Fluorine-18 fluoro-2-deoxy-D-glucose positron emission tomography/computed tomography scan contributes to the diagnosis and management of brucellar spondylodiskitis
1 Pathophysiology Department, Medical School, National and Kapodistrian University of Athens, 75, Mikras Asias, 115 27, Athens, Greece
2 Department of Radiology, Center for Clinical Research, Nuclear medicine and PET/CT Section, Foundation for Biomedical Research of the Academy of Athens, Athens, Greece
3 Department of Orthopaedics, KAT General Hospital, and Medical School, National and Kapodistrian University of Athens, Athens, Greece
4 Radiology Department, Laikon General Hospital, and Medical School, National and Kapodistrian University of Athens, Athens, Greece
BMC Infectious Diseases 2013, 13:73 doi:10.1186/1471-2334-13-73Published: 7 February 2013
Limited data suggest that fluorine-18 fluoro-2-deoxy-D-glucose (F-18 FDG) positron emission tomography combined with computed tomography (PET/CT) scan may be useful for diagnosing infections of the spine. Brucellar spondylodiskitis might be devastating and current imaging techniques lack sensitivity and specificity. The aim of this prospective study was to determine the role of F-18 FDG PET/CT scan in the diagnosis of brucellar spondylodiskitis and in monitoring the efficacy of its treatment.

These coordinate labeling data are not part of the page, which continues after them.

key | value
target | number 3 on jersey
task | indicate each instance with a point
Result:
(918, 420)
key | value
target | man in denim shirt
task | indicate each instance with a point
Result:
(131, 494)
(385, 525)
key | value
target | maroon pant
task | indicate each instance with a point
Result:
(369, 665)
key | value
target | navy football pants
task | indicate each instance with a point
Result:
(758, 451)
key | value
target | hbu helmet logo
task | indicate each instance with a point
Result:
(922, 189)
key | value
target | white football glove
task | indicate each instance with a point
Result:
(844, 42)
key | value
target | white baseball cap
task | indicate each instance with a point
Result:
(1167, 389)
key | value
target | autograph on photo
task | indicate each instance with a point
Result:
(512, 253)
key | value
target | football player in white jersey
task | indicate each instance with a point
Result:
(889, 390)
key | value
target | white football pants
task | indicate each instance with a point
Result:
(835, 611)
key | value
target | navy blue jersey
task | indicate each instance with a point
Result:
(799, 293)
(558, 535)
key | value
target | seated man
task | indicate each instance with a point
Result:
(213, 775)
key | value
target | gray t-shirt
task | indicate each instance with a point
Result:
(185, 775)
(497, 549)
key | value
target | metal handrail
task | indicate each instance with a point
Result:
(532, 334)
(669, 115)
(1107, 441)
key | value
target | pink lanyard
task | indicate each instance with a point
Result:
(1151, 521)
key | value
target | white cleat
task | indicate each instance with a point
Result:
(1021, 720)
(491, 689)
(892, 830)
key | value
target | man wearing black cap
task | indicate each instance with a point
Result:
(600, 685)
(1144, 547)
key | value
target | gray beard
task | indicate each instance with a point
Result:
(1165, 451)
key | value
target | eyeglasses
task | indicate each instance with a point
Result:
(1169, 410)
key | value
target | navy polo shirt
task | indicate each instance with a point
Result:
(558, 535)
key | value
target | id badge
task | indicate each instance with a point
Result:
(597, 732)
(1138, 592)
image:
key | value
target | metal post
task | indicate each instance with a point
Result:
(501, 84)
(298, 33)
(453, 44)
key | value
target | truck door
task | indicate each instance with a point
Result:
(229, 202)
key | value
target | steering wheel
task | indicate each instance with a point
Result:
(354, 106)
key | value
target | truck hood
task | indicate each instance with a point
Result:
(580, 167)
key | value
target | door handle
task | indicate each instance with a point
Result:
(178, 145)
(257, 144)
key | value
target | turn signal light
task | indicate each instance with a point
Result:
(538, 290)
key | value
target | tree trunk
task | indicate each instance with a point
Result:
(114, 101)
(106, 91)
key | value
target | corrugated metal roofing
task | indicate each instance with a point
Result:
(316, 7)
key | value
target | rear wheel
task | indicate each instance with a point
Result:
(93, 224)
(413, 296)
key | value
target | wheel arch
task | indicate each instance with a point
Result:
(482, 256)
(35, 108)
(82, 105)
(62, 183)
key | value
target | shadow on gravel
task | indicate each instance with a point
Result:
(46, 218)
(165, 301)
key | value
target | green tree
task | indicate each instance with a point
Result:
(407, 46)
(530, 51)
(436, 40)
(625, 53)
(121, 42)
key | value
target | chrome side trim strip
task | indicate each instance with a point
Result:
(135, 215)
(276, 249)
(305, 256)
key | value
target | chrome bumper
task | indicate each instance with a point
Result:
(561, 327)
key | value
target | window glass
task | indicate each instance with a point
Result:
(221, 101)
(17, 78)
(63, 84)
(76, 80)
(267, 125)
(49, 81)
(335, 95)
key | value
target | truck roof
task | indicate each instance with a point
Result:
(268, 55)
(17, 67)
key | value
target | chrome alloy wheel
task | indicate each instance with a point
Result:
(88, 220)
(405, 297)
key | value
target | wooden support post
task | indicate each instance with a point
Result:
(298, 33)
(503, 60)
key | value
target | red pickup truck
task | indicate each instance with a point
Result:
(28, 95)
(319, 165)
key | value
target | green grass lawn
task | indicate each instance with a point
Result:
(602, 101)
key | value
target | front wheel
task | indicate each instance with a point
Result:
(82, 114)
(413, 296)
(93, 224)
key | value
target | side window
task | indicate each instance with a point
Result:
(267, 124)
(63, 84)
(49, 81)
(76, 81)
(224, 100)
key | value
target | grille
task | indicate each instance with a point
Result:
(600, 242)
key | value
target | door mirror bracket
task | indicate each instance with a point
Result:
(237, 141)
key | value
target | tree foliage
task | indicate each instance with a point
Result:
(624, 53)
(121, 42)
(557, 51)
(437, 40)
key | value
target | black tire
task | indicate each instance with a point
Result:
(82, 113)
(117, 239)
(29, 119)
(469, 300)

Ten consecutive patients with brucellar spondylitis were prospectively evaluated with PET/CT. Baseline evaluation included also magnetic resonance imaging (MRI) of the affected spine, indices of inflammation, the slide agglutination test (SAT), and the standard hematology and biochemistry. All cases were treated with suitable antibiotics until resolution or significant improvement of clinical and radiological (MRI) findings. Upon completion of treatment, they were re-evaluated with follow-up PET/CT scan. The maximum standardized uptake values (SUV) were measured and compared with SAT.

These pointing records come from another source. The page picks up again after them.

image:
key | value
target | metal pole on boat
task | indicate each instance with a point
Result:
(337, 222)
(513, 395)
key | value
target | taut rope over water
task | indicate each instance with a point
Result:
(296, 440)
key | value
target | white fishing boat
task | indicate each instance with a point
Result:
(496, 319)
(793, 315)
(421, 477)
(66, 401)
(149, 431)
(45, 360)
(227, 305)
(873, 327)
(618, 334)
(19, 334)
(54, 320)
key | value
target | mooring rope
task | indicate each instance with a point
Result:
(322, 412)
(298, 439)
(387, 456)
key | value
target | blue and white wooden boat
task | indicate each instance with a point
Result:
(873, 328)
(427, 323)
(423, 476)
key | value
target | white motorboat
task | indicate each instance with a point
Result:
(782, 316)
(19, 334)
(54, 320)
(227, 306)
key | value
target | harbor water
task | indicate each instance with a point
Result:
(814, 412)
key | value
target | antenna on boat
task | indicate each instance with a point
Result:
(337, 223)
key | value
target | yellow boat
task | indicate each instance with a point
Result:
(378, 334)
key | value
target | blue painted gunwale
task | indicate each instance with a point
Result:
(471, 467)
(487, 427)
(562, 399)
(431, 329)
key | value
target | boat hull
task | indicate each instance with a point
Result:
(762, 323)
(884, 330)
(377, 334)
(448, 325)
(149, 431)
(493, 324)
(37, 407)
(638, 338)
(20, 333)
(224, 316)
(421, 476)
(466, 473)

In all patients there was an increased F-18 FDG activity in the infected spine region detected by the initial MRI. F-18 FDG PET/CT provided additional information, compared to MRI, in 4 (40%) patients. More specifically it revealed additional spine lesions (in 3 patients), lymphadenitis, arthritis, organomegaly, as well as new paravertebral soft tissue involvement and epidural masses. This additional information had an impact on the duration of treatment in these patients. At the end of treatment all patients had a complete clinical response; 5 patients had positive serology, 6 patients had residual MRI findings, while 9 had a positive PET/CT but with significantly decreased FDG uptake compared to baseline (median 2.6, range 1.4 – 4.4 vs. median 5.5, range 2.8 – 9.4, p = 0.005). During the follow up period (median 12.5 months) no relapses have been observed. No significant association was observed between the SUV and SAT.
Our study suggests that in patients with brucellar spondylodiskitis F-18 FDG PET/CT scan can provide additional information on the spread of the infection, compared to MRI. Successful treatment is associated with a significant decrease in SUVmax values; thus, PET/CT scan may be a complementary method for determining the efficacy of treatment.